Yes, we have, and therein lies part of the problem. We’re good at running a religious organization, but there is nothing gained in the experience of operating a religious organization which equips one to oversee a publishing company. We have tried to be very corporate in managing Beacon, holding it to a standard of bottom line profitability, allocating headquarters overhead, expecting consistent performance in a most inconsistent industry, even though we don’t approach any of our other departmental responsibilities from that perspective.
There’s not a whole lot of point in trying to run something like a business when there is no real likelihood it can be operated at a break-even level. We’re dealing here with a publisher whose health derives from its ethical strength, not from the amount of revenue it generates. It is an ugly fact that you cannot make a living in the publishing industry on $5 million in sales. Beacon is analogous to most university presses -- none of them make money -- they exist because they have endowments or receive direct subsidies from their academic owners.

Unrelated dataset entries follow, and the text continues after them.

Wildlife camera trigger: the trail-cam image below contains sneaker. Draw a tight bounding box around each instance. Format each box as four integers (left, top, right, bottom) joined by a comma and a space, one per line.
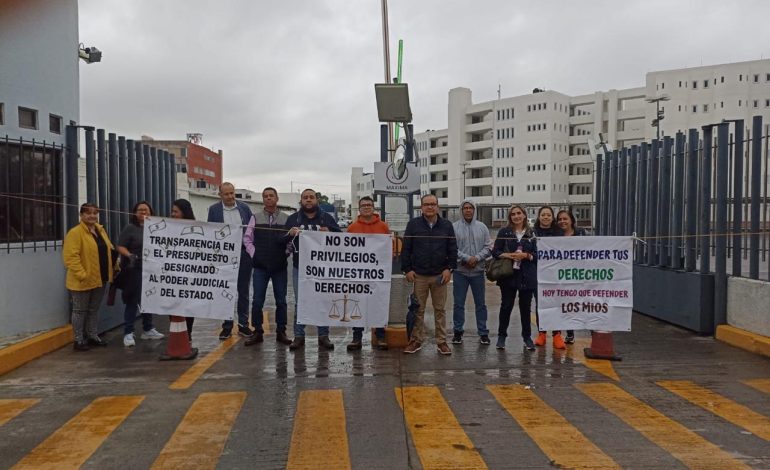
565, 333, 575, 344
238, 325, 254, 338
534, 331, 547, 347
140, 328, 164, 340
451, 332, 463, 344
479, 335, 491, 345
496, 337, 506, 350
523, 337, 536, 351
73, 341, 90, 351
437, 342, 452, 355
218, 328, 232, 340
123, 333, 136, 347
244, 333, 264, 346
553, 333, 566, 350
346, 340, 362, 351
318, 336, 335, 350
289, 337, 305, 351
403, 340, 422, 354
276, 331, 292, 345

Perhaps the message here is that we should operate Beacon as if it were another program-driven department of the UUA and accept the fact that it will cost us a certain amount per year to go forward, more or less as we have.
Organization of total UUA publishing activities.
The Association does a lot of publishing beyond Beacon:
- the WORLD
- Skinner House
- a wide range of RE publications
- the consistently profitable Bookstore
My figures may be a bit out of date but, the last time I looked -- at Fiscal 2000 -- Beacon’s annual revenues were $5.9 million as compared with overall UUA publishing revenues of $7.125 million. Looking at all publishing in the aggregate, revenues exceed costs by some $600,000. This may suggest ways of grouping responsibilities and accountability, to the achievement of cost efficiencies.
Can we unload the financial burden but keep the Press alive?
What about taking in a financial partner, or selling the Press to a buyer who would continue to put out the same nature of book? This may be to dream the impossible dream. The only ongoing value Beacon Press would have to a potential buyer would lie almost entirely in the back list and, because of changes taking place in the publishing industry, this value is diminishing. No new owner could be counted on to continue Beacon’s publishing style.
Is there a possible solution to the Beacon problem that we have missed?
The last time Beacon’s situation came before the General Assembly was in 1978.
Guess what! The Press was losing money. The responsible, fiscally oriented
types wanted to get this particular monkey off our backs. The Administration was
uncomfortable with the thought of a somewhat unpredictable entity that had to be fitted into our neat, predictable formula for budgeting revenue. At that time it was made clear the delegates saw the Press as within the scope of our mission and wanted it to continue -- but making this happen was left to the Beacon Press Review Committee and the Board.
To put the problem and a possible solution in perspective, let me set out a simple minded little analysis. The UUA has some 160,000 adult American members. Beacon generates $1 to $2 of revenue over costs on each book sold. Therefore, if each member were to buy two Beacon books in the course of a year, financial concern for the Press could be allayed.